As of tonight, I’ve found a replacement for Google Reader (I’m using NewsBlur); I’ve set up an Otenth email account on my own internet host as well as a “use this email when some website requires one” account (as I should have done long ago), cleared out the gmail box, and set up a “vacation” responder on the Otenth one with no end date; I’ve deleted all Google docs that were mine alone, leaving some Radio Riel shared docs that I’m just not sure what would happen if I wipe them (I’m happy using Dropbox to share files); I’ve deleted my YouTube account and will carefully assess whether I “need” to have an account; turned off or deleted analytics, and several other arcane services. I’m no longer staying signed in to Google when I leave a Google service, so that if I want to use Google search it’s not getting all gummed up with whoever Google thinks I am or thinks I know.

I’ve turned off Gchat, which I actually enjoyed quite a bit with a tiny handful of people. I haven’t set up any replacement, but there are lots of alternatives.

That leaves only the AetherChrononauts calendar created with my otenth.paderborn gmail account as the unresolved, not easily replaced service. I *have* fully shared permissions with my “real name” self, should anything happen to the pseudonymous account.

Time will tell if Google plus becomes something irrelevant to my life, or if they manage to articulate (and practice!) a coherent policy on account names that will allow any of us to feel secure using their services. I had a thriving, nascent community of online friends for the first couple of weeks I was in Google+. Almost all of them are either gone or ignoring it now.

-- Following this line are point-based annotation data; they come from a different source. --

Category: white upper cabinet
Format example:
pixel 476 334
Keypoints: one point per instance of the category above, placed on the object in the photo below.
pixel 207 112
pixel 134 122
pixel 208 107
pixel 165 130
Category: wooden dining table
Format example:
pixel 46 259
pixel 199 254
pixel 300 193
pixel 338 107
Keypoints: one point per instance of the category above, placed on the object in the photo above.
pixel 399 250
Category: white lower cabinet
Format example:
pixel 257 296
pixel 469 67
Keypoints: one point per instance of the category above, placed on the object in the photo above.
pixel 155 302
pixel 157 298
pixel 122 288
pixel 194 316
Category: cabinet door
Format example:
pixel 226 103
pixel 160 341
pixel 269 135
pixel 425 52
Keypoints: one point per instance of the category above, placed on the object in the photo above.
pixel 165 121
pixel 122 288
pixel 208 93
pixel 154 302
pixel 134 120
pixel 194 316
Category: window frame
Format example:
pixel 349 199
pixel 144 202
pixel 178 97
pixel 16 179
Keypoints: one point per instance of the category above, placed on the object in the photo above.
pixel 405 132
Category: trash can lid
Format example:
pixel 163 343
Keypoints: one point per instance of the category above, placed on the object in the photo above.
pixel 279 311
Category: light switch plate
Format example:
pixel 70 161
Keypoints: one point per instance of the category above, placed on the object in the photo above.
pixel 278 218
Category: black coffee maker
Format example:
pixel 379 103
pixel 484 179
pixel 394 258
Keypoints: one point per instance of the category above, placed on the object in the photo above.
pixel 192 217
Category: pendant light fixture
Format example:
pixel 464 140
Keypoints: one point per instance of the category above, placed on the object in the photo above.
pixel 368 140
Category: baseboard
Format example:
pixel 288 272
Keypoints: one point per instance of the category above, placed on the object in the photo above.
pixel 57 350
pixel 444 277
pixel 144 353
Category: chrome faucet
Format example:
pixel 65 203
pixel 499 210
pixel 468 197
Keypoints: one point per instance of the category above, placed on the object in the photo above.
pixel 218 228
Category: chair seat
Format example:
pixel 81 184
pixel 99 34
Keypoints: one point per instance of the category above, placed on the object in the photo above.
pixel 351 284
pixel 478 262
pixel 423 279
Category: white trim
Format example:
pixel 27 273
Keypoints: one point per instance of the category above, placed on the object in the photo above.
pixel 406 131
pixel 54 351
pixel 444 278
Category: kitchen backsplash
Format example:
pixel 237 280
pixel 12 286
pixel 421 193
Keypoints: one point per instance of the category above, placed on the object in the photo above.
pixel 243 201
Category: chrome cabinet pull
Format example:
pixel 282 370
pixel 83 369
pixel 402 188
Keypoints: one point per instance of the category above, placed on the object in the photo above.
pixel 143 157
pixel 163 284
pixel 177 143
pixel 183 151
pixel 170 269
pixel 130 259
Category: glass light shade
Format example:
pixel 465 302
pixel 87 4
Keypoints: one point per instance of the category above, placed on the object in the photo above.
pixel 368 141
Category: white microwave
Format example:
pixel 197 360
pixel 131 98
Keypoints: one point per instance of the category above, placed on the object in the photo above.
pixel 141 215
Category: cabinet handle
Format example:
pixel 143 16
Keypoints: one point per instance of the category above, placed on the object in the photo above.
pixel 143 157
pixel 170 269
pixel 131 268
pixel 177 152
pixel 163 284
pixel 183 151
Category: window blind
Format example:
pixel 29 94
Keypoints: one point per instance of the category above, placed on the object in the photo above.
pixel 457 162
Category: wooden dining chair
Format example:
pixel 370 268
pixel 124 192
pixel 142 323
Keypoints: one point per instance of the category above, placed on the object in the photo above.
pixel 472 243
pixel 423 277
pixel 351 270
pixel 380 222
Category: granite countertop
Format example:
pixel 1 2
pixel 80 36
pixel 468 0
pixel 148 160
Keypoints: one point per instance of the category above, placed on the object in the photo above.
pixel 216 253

On a side note, all the attention to Internet safety and good hygeine made me take a closer look at Facebook’s settings, too. I’ll no longer be playing a couple of games I quite enjoyed, because they “require” permission to get information about my friends that they have no business having. (I may be willing to give them my [now fake] birthday or my political or religious affiliations [which are blank], but I can’t justify handing over my friends’ information just so I can play Scrabble.)

So, thank you, Google, for showing me how foolishly I put so many of my eggs in your basket, for opening my eyes to my ignorance about the risks of internet identity theft, and for making me an advocate for pseudonyms.

One Reply to “Thank you, Google”

  1. I have been having growing concern about the “trading information for trinkets” aspect of online community. As a friend of mine said “If you aren’t paying for the product, you ARE the product” and I think it is true.

    I absolutely love my Android Phone, but I am beginning to feel a bit nervous about the smartphone data harvesting — simply how impossible it is to manage your own privacy. A friends company’s IT department felt a similar way and went to a “Blackberry Only” policy because the privacy terms made more sense for them.

    Many of the cheap/free things on offer aren’t actually cheap or free — there is a price, and while privacy may very well be impossible, we can work to at least manage the data outflow somewhat.